# Print blank lines in Office 2003 mail merge.



## TheGift73 (Oct 17, 2006)

Hi, 
i have been using Office 2000 to do mail merges for a long time now, but recently i have been trying to do a mail merge in 2003 without success. The problem is that when i was ready to do send the merged data to the printer, i would always have the choice to 'Print blank lines' or 'Don't print blank lines' in Office 2000. This was critical as not all addresses are the same length (some may have 4 lines of address and others 8 lines). So i would select 'Print blank lines' in Office 2000 (It's in the window that pops up when you have finished merging your data to the letter and then press 'Merge' which sends it to the printer.

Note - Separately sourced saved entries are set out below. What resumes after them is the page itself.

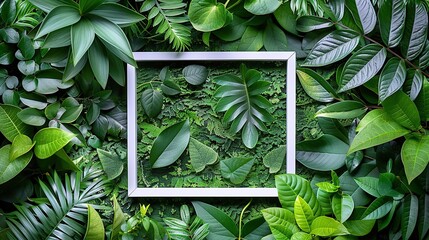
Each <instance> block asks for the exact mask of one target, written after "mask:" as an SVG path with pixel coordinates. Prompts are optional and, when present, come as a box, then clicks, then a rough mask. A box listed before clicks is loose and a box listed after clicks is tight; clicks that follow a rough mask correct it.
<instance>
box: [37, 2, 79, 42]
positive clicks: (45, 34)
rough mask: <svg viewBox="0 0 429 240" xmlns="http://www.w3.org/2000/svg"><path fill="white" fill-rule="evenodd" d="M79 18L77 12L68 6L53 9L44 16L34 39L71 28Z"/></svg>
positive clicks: (78, 14)
mask: <svg viewBox="0 0 429 240" xmlns="http://www.w3.org/2000/svg"><path fill="white" fill-rule="evenodd" d="M80 18H81V16H80V13H79V11H78V10H77V9H76V8H74V7H70V6H59V7H56V8H55V9H53V10H52V11H50V12H49V13H48V15H46V17H45V20H43V22H42V24H41V25H40V28H39V31H38V32H37V34H36V37H35V39H38V38H40V37H43V36H44V35H46V34H48V33H51V32H53V31H55V30H58V29H61V28H64V27H68V26H71V25H73V24H75V23H77V22H78V21H79V20H80Z"/></svg>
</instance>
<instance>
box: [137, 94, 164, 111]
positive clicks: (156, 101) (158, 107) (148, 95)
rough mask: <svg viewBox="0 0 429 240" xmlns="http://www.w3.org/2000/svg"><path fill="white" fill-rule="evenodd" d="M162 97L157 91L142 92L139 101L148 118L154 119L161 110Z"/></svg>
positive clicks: (161, 104)
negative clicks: (139, 99) (141, 102)
mask: <svg viewBox="0 0 429 240" xmlns="http://www.w3.org/2000/svg"><path fill="white" fill-rule="evenodd" d="M163 99H164V96H163V95H162V94H161V92H159V91H158V90H154V89H153V88H148V89H146V90H144V91H143V93H142V97H141V101H142V106H143V109H144V111H145V113H146V114H147V115H148V116H149V117H150V118H154V117H156V116H158V114H159V113H160V112H161V110H162V102H163Z"/></svg>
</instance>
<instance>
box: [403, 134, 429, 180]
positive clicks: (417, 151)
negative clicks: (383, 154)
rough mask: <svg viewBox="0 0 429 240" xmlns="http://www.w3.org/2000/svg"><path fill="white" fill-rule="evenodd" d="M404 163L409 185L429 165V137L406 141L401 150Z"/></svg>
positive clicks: (403, 162)
mask: <svg viewBox="0 0 429 240" xmlns="http://www.w3.org/2000/svg"><path fill="white" fill-rule="evenodd" d="M401 158H402V163H403V164H404V169H405V175H406V176H407V180H408V182H409V183H411V181H413V180H414V179H415V178H416V177H418V176H419V175H420V174H421V173H422V172H423V171H424V170H425V168H426V166H427V164H428V163H429V136H422V137H412V138H408V139H407V140H405V142H404V145H402V149H401Z"/></svg>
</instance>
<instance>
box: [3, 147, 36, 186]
mask: <svg viewBox="0 0 429 240" xmlns="http://www.w3.org/2000/svg"><path fill="white" fill-rule="evenodd" d="M10 149H11V146H10V144H8V145H5V146H3V147H2V148H0V184H3V183H5V182H7V181H9V180H11V179H12V178H14V177H15V176H16V175H18V173H20V172H21V171H22V170H24V168H25V167H26V166H27V165H28V163H30V161H31V158H32V157H33V152H29V153H27V154H25V155H23V156H20V157H18V158H17V159H15V160H13V161H12V160H10V156H9V153H10Z"/></svg>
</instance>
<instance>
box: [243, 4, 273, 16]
mask: <svg viewBox="0 0 429 240" xmlns="http://www.w3.org/2000/svg"><path fill="white" fill-rule="evenodd" d="M281 4H282V1H280V0H245V1H244V9H246V10H247V11H249V12H250V13H252V14H255V15H265V14H270V13H273V12H274V11H275V10H277V8H278V7H279V6H280V5H281Z"/></svg>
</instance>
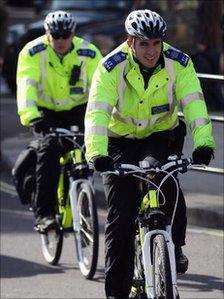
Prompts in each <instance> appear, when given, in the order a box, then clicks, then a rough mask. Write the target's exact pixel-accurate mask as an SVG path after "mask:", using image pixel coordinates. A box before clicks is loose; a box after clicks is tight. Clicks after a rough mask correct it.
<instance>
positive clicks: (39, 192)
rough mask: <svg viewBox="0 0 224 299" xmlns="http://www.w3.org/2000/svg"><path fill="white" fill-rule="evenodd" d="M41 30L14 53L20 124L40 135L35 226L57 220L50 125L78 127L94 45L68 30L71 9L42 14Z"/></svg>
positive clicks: (93, 49)
mask: <svg viewBox="0 0 224 299" xmlns="http://www.w3.org/2000/svg"><path fill="white" fill-rule="evenodd" d="M44 27H45V30H46V34H45V35H43V36H41V37H39V38H37V39H35V40H33V41H31V42H29V43H27V44H26V45H25V47H24V48H23V49H22V51H21V52H20V53H19V58H18V68H17V104H18V113H19V116H20V120H21V123H22V125H24V126H32V127H33V129H34V132H35V133H36V134H37V135H38V137H39V138H40V144H39V149H38V151H37V167H36V195H35V207H34V212H35V217H36V223H35V226H36V228H37V229H38V230H40V231H44V230H45V229H47V228H49V227H51V226H55V225H57V222H56V221H55V219H54V203H55V198H56V186H57V180H58V177H59V156H60V155H61V154H62V153H63V149H62V148H61V146H60V145H59V143H58V142H57V140H56V139H55V138H53V137H50V136H47V135H45V133H46V132H48V129H49V128H50V127H64V128H70V126H71V125H78V126H79V127H80V128H81V129H83V127H84V114H85V109H86V102H87V99H88V90H89V87H90V83H91V80H92V76H93V73H94V71H95V69H96V67H97V64H98V62H99V60H100V59H101V58H102V55H101V53H100V51H99V50H98V49H97V48H96V47H95V46H94V45H93V44H91V43H89V42H87V41H86V40H84V39H82V38H79V37H77V36H74V32H75V28H76V22H75V19H74V17H73V15H72V14H70V13H68V12H65V11H55V12H51V13H49V14H48V15H47V17H46V19H45V22H44Z"/></svg>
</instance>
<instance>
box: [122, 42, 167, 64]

However in Office 2003 i cannot seem to find the option to either 'Print blank lines' or 'Don't print blank lines', with the result being that the text on the letter will jump up and down depending whether the address line is 4 long or 8 lines long.

I know that is a long explanation, but any help would be greatly appreciated and stop me from pulling my hair out on a daily basis at work.


----------



## Zazula (Apr 27, 2006)

I'm away from my Word 2003 at the moment to check this out myself, but give it a try to see if it works:
1. In a Word data-merge main document that is ready to be merged, select *Macro *on the Tools menu, and then click *Macros*. 
2. In the *Macro name *box, type *MailMergeHelper*, and then click *Run*.
3. The *Mail Merge Helper *dialog box appears. Click the *Merge *button. 
4. In the *Merge *dialog box, select *Print blank lines when data fields are empty*.


----------



## TheGift73 (Oct 17, 2006)

Thanks a lot Zazula! I am also away from the computer with 2003 on them (They are at work) but i will try that first thing Monday morning. Trust me, this will hopefully sort out a few headaches and random bouts of tourettes.

Will i have to run the macro each time i do a merge. Bearing in mind that we normally send out about 70,000 ish mailings a day. It's just that seeing that all support for Win 2000 has now stopped i am trying to put Office 2003 on all the rest of the computers.

Once again, thank you for your help.


----------



## TheGift73 (Oct 17, 2006)

Hi Zazula, thank you very much. It worked great! Do i have to run the macro everytime i wish to do a mailmerge or is there a way to associate the macro with mailmerges as default. Also, when i merge to the printer, it seems to take about 3 times longer for the data to be recieved by the printer than Office 2000 did? Is this just one of those things that is present in Office 2003.

I should add by the way, that the computers that do the mailmerges are not connected (nor have they ever been) to the web, so there have been no updates to the suite for about 2 years. This is for security purposes as the data is very confidential

Once again, thank you for your assistance.


----------